Mara pulled a hand back cautiously. “What, like alchemical stuff?”
“Probably. Or just residue from a magical accident. Or…like, a dead slime that exploded, maybe?” I shrugged. I wasn’t really much of an alchemy expert. “Professor?”
“Not helping,” Meltlake insisted. “Sorry, nothing in there looks like it’s worth cheating and helping you this early.”
“It’s not cheating, Professor.” Sera shook her head. “This isn’t actually a spire test, and we’ve already defeated the risks of the room. It’s just about looting efficiency, and you do get a cut of what we’re bringing out of here.”
Meltlake seemed almost persuaded, but then a smile cracked her lips. “No. You’re not quite right on that first part.”
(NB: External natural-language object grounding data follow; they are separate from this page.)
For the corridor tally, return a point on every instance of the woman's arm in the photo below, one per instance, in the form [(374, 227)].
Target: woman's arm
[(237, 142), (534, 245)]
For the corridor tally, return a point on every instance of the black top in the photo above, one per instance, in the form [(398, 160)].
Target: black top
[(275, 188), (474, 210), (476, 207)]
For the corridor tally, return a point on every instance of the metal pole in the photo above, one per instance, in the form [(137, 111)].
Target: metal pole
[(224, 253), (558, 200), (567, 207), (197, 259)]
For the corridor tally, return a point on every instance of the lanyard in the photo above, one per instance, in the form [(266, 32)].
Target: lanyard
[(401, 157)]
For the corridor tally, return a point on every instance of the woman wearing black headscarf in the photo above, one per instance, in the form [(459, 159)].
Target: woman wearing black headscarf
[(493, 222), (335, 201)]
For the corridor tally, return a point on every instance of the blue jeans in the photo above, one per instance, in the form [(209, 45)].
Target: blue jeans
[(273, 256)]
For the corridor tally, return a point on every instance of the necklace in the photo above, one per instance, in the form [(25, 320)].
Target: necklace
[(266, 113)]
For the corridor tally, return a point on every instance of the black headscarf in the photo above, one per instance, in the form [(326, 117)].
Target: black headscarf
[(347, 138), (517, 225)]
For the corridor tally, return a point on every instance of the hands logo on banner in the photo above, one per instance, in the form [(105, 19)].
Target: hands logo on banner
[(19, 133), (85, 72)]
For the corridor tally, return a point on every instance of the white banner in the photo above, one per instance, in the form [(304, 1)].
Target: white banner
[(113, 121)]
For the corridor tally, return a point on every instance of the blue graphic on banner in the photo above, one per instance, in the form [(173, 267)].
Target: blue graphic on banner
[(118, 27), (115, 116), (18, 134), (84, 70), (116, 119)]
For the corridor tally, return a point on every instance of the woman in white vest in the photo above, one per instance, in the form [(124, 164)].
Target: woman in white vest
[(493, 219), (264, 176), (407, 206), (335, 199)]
I processed that, then immediately panicked as I realized it meant we hadn’t handled the “risks” in the room yet. I spu
n around, searching for what I might have missed. Were there more golem hands? Deadlier, stealthier golem hands?
There were not.
I didn’t find anything amiss, in fact.
“Think she just means the gunk is itself a risk, Corin. You can calm down. Should be fine as long as we don’t touch it.”
I calmed down. Marginally. What if the gunk had a deadly scent? I sniffed the air, smelling something foul, then immediately realized that sniffing the potentially deadly substance to determine if it was deadly was perhaps the worst decision anyone could have made.
I’ll save you from my own anxiety; it was not, in fact, a substance with a deadly toxic odor. No, the threat from the goop was much more direct. I didn’t even realize it until Mara mentioned it, but…
“The goop is moving.” She stared at it, taking a combat stance. “Very, very slowly.”
I didn’t even see it moving, not at first. It was only after several seconds of staring that I saw a tiny bit of it twitch.
“Eew.” Sera remarked. “I think it’s trying to move toward one spot.”
“Maybe I should fireball the whole pile? Won’t hurt the metal,” Patrick offered.
“Or maybe that’s what we’re expected to do and the whole thing will explode into a cloud of toxic gas if it’s ignited,” I replied.
“Oh.” Patrick’s shoulders sagged. “…I suppose that’s possible.”
“Don’t feel too bad, Patrick. We all like to blast things on occasion. In this case, however…” Sera conjured a ball of ice. “I think this might be safer.”
“You’re doing that without incants,” I noted. “You’ve been practicing hand-based casting?”
“Right you are, Corin. Very observant. Now, if there are no objections…”
“Wait.” Meltlake spoke up, surprising all of us. “Ice will work, but you’ll ruin one of the items inside if you use it. And you’re right,” she grinned at Sera, “I am getting part of the loot. Best to keep it intact.”
“Then…”
“You’ve figured out enough. I’ll help a little.” Meltlake tapped her cane to the floor. There was a rumbling as a section of the ground shifted, disrupting the pile of junk. Stone flowed like water, forming a dome over a small section of the junk. “Now, Sera.”